Once you have the data, here's how to export it for common use cases:

import csv
import json


def export_to_csv(
    videos: list[dict], filename: str = "tiktok_data.csv"
):
    """Export video data to CSV for spreadsheet analysis."""
    if not videos:
        return

    fieldnames = [
        "id", "description", "views", "likes", "comments",
        "shares", "saves", "duration", "sound", "hashtags",
        "created", "url",
    ]
    with open(filename, "w", newline="", encoding="utf-8") as f:
        writer = csv.DictWriter(f, fieldnames=fieldnames)
        writer.writeheader()
        for v in videos:
            row = {
                **v,
                "hashtags": ", ".join(v.get("hashtags", [])),
            }
            writer.writerow(
                {k: row.get(k, "") for k in fieldnames}
            )

    print(f"Exported {len(videos)} videos to {filename}")

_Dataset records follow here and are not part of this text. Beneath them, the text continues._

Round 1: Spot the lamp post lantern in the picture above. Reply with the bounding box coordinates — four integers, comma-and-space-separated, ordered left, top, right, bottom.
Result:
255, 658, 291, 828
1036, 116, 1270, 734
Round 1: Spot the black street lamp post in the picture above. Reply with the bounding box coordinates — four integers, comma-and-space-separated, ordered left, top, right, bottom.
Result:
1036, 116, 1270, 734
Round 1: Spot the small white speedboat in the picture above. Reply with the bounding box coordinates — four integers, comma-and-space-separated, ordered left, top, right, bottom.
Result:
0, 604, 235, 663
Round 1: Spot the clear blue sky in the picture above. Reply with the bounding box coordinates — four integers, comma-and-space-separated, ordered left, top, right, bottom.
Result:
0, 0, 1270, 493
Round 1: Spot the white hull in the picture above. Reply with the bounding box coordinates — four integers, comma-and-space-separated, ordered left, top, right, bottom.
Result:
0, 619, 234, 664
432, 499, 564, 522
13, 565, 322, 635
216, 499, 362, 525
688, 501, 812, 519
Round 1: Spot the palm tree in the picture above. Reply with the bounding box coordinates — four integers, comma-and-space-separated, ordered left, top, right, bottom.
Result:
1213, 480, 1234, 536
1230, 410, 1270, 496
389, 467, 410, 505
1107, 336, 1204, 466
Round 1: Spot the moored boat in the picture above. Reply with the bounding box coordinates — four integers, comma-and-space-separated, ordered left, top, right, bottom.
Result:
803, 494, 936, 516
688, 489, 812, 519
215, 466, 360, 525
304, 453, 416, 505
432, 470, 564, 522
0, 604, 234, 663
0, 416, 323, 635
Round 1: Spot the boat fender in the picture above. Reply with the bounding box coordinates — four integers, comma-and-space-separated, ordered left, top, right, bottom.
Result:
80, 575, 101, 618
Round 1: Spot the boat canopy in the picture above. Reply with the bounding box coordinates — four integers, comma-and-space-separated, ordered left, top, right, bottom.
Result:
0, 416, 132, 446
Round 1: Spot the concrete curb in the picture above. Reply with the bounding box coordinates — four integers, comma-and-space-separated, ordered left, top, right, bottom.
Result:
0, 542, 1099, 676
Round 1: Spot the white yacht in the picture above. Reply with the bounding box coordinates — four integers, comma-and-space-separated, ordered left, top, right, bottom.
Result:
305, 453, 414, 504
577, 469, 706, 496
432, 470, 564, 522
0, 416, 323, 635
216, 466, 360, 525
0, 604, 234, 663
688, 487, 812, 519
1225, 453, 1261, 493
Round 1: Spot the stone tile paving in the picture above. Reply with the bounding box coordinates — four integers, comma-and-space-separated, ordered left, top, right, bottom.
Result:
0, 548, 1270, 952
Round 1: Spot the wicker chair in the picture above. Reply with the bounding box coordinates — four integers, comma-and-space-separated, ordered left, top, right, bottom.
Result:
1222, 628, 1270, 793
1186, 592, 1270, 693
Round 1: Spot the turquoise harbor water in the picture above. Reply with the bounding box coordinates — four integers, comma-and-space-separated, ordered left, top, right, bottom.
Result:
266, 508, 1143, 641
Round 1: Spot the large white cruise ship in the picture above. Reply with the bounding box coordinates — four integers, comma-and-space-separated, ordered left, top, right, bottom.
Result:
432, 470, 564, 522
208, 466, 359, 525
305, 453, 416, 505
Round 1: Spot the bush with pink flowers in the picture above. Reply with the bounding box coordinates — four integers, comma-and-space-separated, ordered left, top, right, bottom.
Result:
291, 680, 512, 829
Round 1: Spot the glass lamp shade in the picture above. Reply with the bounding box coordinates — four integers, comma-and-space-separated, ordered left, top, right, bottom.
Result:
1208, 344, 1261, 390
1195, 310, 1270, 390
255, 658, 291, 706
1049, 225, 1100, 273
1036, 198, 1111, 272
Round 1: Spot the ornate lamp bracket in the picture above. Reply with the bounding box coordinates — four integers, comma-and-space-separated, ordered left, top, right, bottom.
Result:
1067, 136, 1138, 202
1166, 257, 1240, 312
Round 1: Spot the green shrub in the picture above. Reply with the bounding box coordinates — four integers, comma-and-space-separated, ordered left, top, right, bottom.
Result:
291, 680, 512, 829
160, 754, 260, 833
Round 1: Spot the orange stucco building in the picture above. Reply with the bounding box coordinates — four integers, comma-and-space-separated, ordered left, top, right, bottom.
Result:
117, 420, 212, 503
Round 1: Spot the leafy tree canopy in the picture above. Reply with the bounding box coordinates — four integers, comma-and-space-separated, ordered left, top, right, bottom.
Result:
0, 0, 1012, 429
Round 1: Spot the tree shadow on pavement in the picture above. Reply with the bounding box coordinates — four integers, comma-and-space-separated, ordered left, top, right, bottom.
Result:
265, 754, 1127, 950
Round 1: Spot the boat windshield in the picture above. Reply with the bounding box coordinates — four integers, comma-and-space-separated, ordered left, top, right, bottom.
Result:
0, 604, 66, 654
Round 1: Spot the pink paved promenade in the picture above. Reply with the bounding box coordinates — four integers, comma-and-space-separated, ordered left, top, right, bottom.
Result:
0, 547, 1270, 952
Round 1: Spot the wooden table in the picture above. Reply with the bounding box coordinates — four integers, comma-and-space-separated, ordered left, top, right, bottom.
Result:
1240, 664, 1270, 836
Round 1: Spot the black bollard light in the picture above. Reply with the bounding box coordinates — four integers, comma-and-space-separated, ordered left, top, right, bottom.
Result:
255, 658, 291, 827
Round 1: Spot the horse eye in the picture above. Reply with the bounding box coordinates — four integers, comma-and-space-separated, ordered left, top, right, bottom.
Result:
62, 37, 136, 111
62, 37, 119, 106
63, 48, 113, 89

def engagement_summary(videos: list[dict]):
    """Print engagement rate analysis."""
    if not videos:
        return

    total_views = sum(v["views"] for v in videos)
    total_likes = sum(v["likes"] for v in videos)
    total_comments = sum(v["comments"] for v in videos)
    avg_engagement = (
        (total_likes + total_comments) / total_views * 100
        if total_views > 0
        else 0
    )

    print(f"\nEngagement Summary ({len(videos)} videos):")
    print(f"  Total views:    {total_views:>15,}")
    print(f"  Total likes:    {total_likes:>15,}")
    print(f"  Total comments: {total_comments:>15,}")
    print(f"  Avg engagement: {avg_engagement:>14.2f}%")
    print(f"  Avg views/video:{total_views // len(videos):>15,}")

Example Engagement Output

Engagement Summary (30 videos):
  Total views:      2,847,300,000
  Total likes:        198,500,000
  Total comments:      12,400,000
  Avg engagement:            7.40%
  Avg views/video:      94,910,000

Skip the Setup: Ready-Made Scraper

If you need TikTok data without maintaining infrastructure, there's a free TikTok Scraper on Apify that handles anti-bot measures, IP rotation, and pagination. You provide usernames or video URLs and get back structured JSON with video stats, comments, and profile data. Useful as a baseline before deciding whether to build your own pipeline.

Summary

Method Effort Reliability Cost Best For
Official Research API High (application) High Free (if approved) Academic research
Web endpoint scraping Medium Medium Proxy cost Quick prototypes
Playwright automation Medium High Proxy + compute Production scraping
Mobile API replay High Low (fragile) Dev time Specific data points
Apify/third-party Low Medium Usage-based One-off data pulls

For most projects, Playwright with residential proxies hits the right balance. Use domcontentloaded, intercept API responses rather than parsing the DOM, keep your request rate under 1 per 3 seconds, and rotate IPs regularly. Match your browser fingerprint to your proxy location, add human-like timing variation, and always validate that responses contain actual data rather than empty 200s.